With no BLS data, ADP’s report offers rare insight into US employment market health
With the Bureau of Labor Statistics sidelined by the government shutdown, the October ADP National Employment Report became a rare window into the state of the United States labor market—one that Federal Reserve officials are watching closely as they weigh their next moves.
Private sector employers added 42,000 jobs last month, a modest rebound after two months of losses, according to the ADP report produced with the Stanford Digital Economy Lab.
“Private employers added jobs in October for the first time since July, but hiring was modest relative to what we reported earlier this year,” Dr. Nela Richardson, ADP’s chief economist, said.
“Meanwhile, pay growth has been largely flat for more than a year, indicating that shifts in supply and demand are balanced.”
Large firms drive job gains, small businesses struggle
The report showed that all job growth came from companies with more than 250 employees, which added 76,000 positions. In contrast, small businesses lost 34,000 jobs.
Small businesses, typically the main engine of job creation, continued to show weakness—a trend that remains a concern and has contributed to the slow pace of recovery.

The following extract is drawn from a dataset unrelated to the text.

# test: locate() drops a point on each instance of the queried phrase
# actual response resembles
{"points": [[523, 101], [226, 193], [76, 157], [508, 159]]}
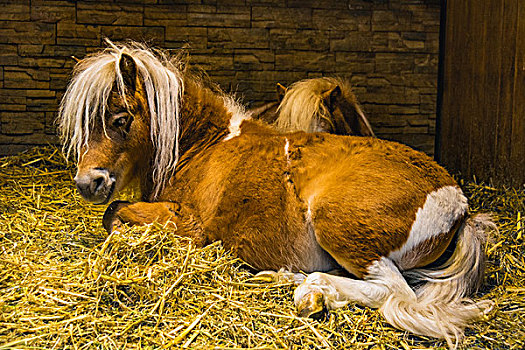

Sector-wise, trade, transportation and utilities led with a gain of 47,000 jobs, while education and health services followed with 26,000. However, professional and business services, information, and manufacturing all posted losses, reflecting ongoing challenges in those areas.
Flat pay growth and Fed concerns
Year-over-year pay growth for job-stayers held steady at 4.5%, while job-changers saw a 6.7% increase. Despite these gains, the pace of pay growth has plateaued, echoing broader concerns about the labor market’s resilience.
Federal Reserve officials, who recently announced another 25-basis-point cut to the federal funds rate, have signaled that labor market health is now a primary focus, especially with inflation still running above target.
Some Fed officials also expressed uncertainty about cutting rates in December, citing ongoing inflation, a slowing job market, and missing economic data from the government shutdown.
Layoffs and broader market anxiety
The ADP report’s relative optimism was tempered by ongoing layoffs at major corporations, as tracked by Challenger, Gray & Christmas, and a continued slump in job postings, according to Indeed.
The lack of official BLS data has left economists and policymakers relying on private sector reports and state-level jobless claims to gauge the true state of employment.
The October jobs data, while better than feared, underscored a market in flux—one where headline numbers mask deeper weaknesses, especially among small businesses.